Una frase muy acertada reza que los momentos no se repiten, cada uno es diferente. Nunca una hora, una fecha o un ínfimo instante, se vuelve a vivir otra vez, aunque en sobradas ocasiones lo deseemos fervientemente, sobre todo cuando no hemos sabido aprovecharlo a plenitud.
Ese es parte del lamento de Esmeralda, aquella señora de unos 60 años, casada con un hombre tranquilo, buen esposo y padre, pero a quien ella, más que amar se acostumbró, dejando pasar ya 20 años juntos, sin que nada en ella tembrara ante su presencia. De recuerdos estaba llena su mente siempre, y eran esos precisamente los que la mantenían viva. Más que añoranzas eran, eso momentos que nunca aprovechó y que durante muchos años habían sido su mayor angustia. Más de mil veces rogó porque uno de esos instantes pasara de nuevo, porque sabía que con una mirada suya o una simple palabra, su vida hubiera tenido otro rumbo, muy diferente.
Pero no miró, ni dijo nada y esa indiferencia, que no era más que hipocresía, fue la que la hizo compartir su vida con el hombre que hoy es su esposo. Y es que simplemente, al hombre que quiso en realidad, le calló siempre sus sentimientos, nunca le dijo que lo quería desde que lo vio entrar a su oficina la primera vez, y nunca le dijo que sabía, que los años que trabajaron juntos, siempre sintió su mirada sobre ella.

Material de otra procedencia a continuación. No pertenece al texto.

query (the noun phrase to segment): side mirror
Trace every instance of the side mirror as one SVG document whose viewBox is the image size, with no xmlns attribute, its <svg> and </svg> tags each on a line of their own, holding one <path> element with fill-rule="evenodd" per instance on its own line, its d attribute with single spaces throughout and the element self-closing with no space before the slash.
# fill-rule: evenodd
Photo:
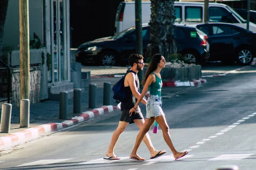
<svg viewBox="0 0 256 170">
<path fill-rule="evenodd" d="M 221 17 L 221 22 L 225 23 L 232 23 L 231 17 L 232 14 L 230 13 L 228 15 Z"/>
<path fill-rule="evenodd" d="M 125 39 L 124 39 L 124 41 L 126 41 L 129 42 L 131 42 L 132 41 L 135 41 L 135 37 L 133 36 L 128 36 L 125 38 Z"/>
</svg>

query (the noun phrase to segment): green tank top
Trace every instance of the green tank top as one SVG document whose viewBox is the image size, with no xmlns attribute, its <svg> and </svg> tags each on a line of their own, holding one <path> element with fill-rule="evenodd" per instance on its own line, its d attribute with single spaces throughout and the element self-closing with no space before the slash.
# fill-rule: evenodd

Ambos sabían que se querian, los dos estaban conscientes de que podrían ser felices, pero por mil tontas razones, nunca se lo dijeron. Ella por sentir que él era talvez el hombre que menos le convenía, él, por sentirse confuso sobre los sentimientos de ella.
Los años pasaron un un buen día, ella se casó, mientras que él hizo lo mismo por su lado.
Y ahora, 20 años después, ambos llenos de canas y dolores de reumas, la casualidad los junta en el mismo lugar en que se conocieron, pero ahora sus miradas, llenas de madurez, ya no sienten temor de decirse lo que hace tantos años callaron. Afortunadamente estaban ahí, listos para reparar el error.